Christina Dettman, former spokeswoman for the Cabinet for Health and Family Services, said the state will send out information before the July enrollment period starts. Passport and Anthem will also send enrollees information telling them they will need to choose a new plan.  Enrollees should make sure the state has updated addresses and contact phone numbers to ensure they’re notified.

Frank Siano, a health care consultant at EMD Consulting, led Aetna when it entered Kentucky’s Medicaid market. He said both United Healthcare and Molina are likely building networks of providers right now to make sure new enrollees have a choice of doctors come July. That can be important if an enrollee has a chronic health condition and wants to keep their existing health providers.

“I would encourage anybody who has any concerns is to check with their providers to make sure that they are enrolled in the new health plans,” Siano said. 

And after an enrollee picks a new plan in July, they’ll have at least 30 days to make a change for any reason.

You may not be able to keep your doctors.

If you change from Passport or Anthem to a new plan, there’s a chance your current doctors won’t be signed up with your new plan, meaning you won’t be able to see them. This could be a big deal, especially for enrollees who have complex medical conditions.

Vitti said the state may have care navigators that help enrollees figure out if a new plan includes  their doctors. The health insurance plans should have that information as well when open enrollment starts next year.

“What I mean by help, is figuring out if you switch a plan, if you can see your doctors,” Vitti said. “Not all folks will be able to see the list of specialists that they see now, or even primary care doctors.”

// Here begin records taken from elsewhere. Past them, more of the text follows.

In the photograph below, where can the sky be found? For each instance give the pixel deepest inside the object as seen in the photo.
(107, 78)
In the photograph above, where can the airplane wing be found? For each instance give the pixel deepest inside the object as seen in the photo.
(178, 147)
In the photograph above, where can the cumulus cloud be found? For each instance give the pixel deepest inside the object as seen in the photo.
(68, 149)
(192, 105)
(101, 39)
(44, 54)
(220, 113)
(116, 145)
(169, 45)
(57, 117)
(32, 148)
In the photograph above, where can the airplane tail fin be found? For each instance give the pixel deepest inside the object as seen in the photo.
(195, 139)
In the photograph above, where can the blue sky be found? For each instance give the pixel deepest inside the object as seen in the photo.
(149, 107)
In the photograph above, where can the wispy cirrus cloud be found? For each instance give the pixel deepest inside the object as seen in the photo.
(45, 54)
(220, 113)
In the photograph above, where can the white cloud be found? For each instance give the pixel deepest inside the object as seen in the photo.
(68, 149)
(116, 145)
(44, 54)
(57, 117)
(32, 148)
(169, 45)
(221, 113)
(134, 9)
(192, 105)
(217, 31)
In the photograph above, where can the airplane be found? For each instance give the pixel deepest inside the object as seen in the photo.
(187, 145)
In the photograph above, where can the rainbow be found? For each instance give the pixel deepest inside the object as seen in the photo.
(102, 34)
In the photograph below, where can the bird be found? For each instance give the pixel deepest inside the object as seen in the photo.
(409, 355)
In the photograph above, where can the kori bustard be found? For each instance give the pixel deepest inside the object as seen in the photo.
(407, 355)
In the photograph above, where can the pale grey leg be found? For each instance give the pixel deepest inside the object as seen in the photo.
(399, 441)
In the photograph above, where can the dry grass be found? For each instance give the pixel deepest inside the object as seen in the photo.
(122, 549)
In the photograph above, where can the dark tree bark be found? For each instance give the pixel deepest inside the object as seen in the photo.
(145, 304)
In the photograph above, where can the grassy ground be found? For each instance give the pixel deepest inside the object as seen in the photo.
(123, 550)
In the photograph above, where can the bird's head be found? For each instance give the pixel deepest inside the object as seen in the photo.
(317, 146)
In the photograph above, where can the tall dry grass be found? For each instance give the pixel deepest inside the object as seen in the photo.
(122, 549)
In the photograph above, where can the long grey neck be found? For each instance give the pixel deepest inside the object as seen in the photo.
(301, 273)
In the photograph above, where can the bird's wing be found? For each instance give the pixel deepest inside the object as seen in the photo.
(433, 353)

UnitedHealth and Molina are hopefully staffing up on people that will take those calls, according to Frank Siano.

“They need to be making sure that they’ve got the people hired to take care of the enrollees, making sure they have all their care managers in place to deal with the medical needs of the members as well as answering questions for providers,” Siano said.

The transition may be messy.

 Almost half a million Medicaid enrollees will have to pick a new plan. That’s a lot of people who will be calling and logging in online to make their choice.

“You’ve got to remember that we’re talking about hundreds of thousands of enrollees who will be transitioning from one plan to another, so just the sheer error of numbers can happen,” Siano said.

Siano recommends that once enrollees make a plan choice, to trip check with both the plan and state to confirm that they will have coverage.

The state should also send out clear communications to enrollees about what’s happening to make sure everyone knows what they need to do.

“And how are they receiving that information is going to be important,” Vitti said. “The state needs to have culturally competent communication with folks that take into consideration their varied health needs, the geography, their languages, and their reading level in order to make a cogent decision about their coverage and their healthcare.”

That communication should ideally come in the form of radio and TV ads, outreach at public gatherings and putting care navigators in places where Medicaid enrollees can get help.

“You need a whole you need an entire continuum of communication, and outreach and assistance in order to make any transition with this population successful,” Vitti said.